Large Language Models (LLMs) have demonstrated remarkable performance across various domains, motivating researchers to investigate their potential use in recommendation systems. However, directly applying LLMs to recommendation tasks has proven challenging due to the significant disparity between the data used for pre-training LLMs and the specific requirements of recommendation tasks. In this study, we introduce Direct Multi-Preference Optimization (DMPO), a streamlined framework designed to bridge the gap and enhance the alignment of LLMs for recommendation tasks. DMPO enhances the performance of LLM-based recommenders by simultaneously maximizing the probability of positive samples and minimizing the probability of multiple negative samples. We conducted experimental evaluations to compare DMPO against traditional recommendation methods and other LLM-based recommendation approaches. The results demonstrate that DMPO significantly improves the recommendation capabilities of LLMs across three real-world public datasets in few-shot scenarios. Additionally, the experiments indicate that DMPO exhibits superior generalization ability in cross-domain recommendations. A case study elucidates the reasons behind these consistent improvements and also underscores DMPO's potential as an explainable recommendation system.
Paper Structure (34 sections, 5 equations, 8 figures, 3 tables)

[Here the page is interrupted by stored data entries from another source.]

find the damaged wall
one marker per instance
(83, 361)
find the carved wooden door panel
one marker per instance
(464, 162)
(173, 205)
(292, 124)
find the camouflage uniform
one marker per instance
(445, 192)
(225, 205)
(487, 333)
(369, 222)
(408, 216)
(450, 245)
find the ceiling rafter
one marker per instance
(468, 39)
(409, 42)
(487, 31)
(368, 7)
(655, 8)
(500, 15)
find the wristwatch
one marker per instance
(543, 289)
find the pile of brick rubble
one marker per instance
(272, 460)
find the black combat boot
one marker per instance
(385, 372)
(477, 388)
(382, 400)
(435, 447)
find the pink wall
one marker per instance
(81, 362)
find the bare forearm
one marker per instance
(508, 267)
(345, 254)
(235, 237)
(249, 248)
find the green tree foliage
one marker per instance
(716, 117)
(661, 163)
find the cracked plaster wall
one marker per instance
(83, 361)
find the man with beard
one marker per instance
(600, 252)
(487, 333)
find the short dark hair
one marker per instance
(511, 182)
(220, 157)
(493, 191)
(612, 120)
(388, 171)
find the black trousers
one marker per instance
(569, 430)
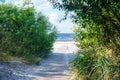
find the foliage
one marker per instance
(99, 32)
(25, 33)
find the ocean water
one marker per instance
(65, 37)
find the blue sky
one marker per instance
(54, 15)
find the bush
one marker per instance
(97, 34)
(25, 33)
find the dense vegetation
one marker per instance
(98, 38)
(24, 33)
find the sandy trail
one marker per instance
(55, 67)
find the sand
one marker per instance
(55, 67)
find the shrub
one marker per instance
(25, 33)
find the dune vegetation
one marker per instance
(24, 33)
(97, 36)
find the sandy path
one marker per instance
(53, 68)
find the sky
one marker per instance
(54, 15)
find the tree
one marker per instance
(98, 35)
(24, 33)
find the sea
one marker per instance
(65, 37)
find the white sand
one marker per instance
(55, 67)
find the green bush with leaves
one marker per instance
(25, 33)
(98, 35)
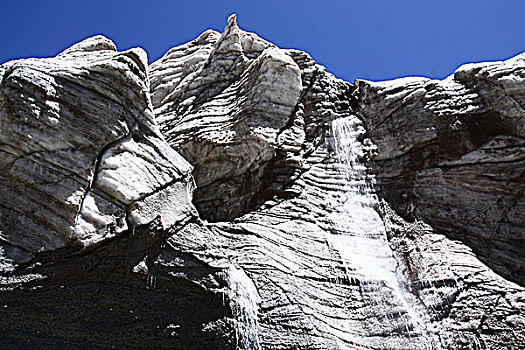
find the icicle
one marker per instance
(243, 302)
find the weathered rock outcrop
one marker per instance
(452, 153)
(90, 189)
(102, 246)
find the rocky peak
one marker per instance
(326, 215)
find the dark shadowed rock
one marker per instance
(328, 215)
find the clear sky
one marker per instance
(369, 39)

This paper contains 34 sections, 5 equations, 8 figures, 3 tables.

Figures (8)

  • Figure 1: When aligning the LLMs with recommendation tasks, applying Supervised Fine-Tuning (SFT) to LLM initially helps maximize the probability of generating each token in positive items. However, this method overlooks the potential benefits of comparing positive and multiple negative samples. As a result, although the model trained solely with SFT may improve the probability of positive items during training, it may overestimate the probability of unseen negative items during testing, leading to incorrect prediction.
  • Figure 2: We first performed SFT on the base LLM model and then proceeded with DMPO. SFT samples and DMPO samples were constructed as inputs for training. Both SFT and DMPO were trained using LoRA. DMPO aims to maximize the probability of positive samples while minimizing the probability of multiple negative samples simultaneously.
  • Figure 3: Performance for different numbers of negative samples in DMPO. The x-axis label represents the number of negative samples.
  • Figure 4: Performance of using SFT+DMPO and using only DMPO is compared under different few-shot sample numbers.
  • Figure 5: Performance for different base models of DMPO. In the label "SFT+DMPO(1)" and the label "SFT+DMPO(3)", the number in the brackets refers to the number of negative samples used in DMPO.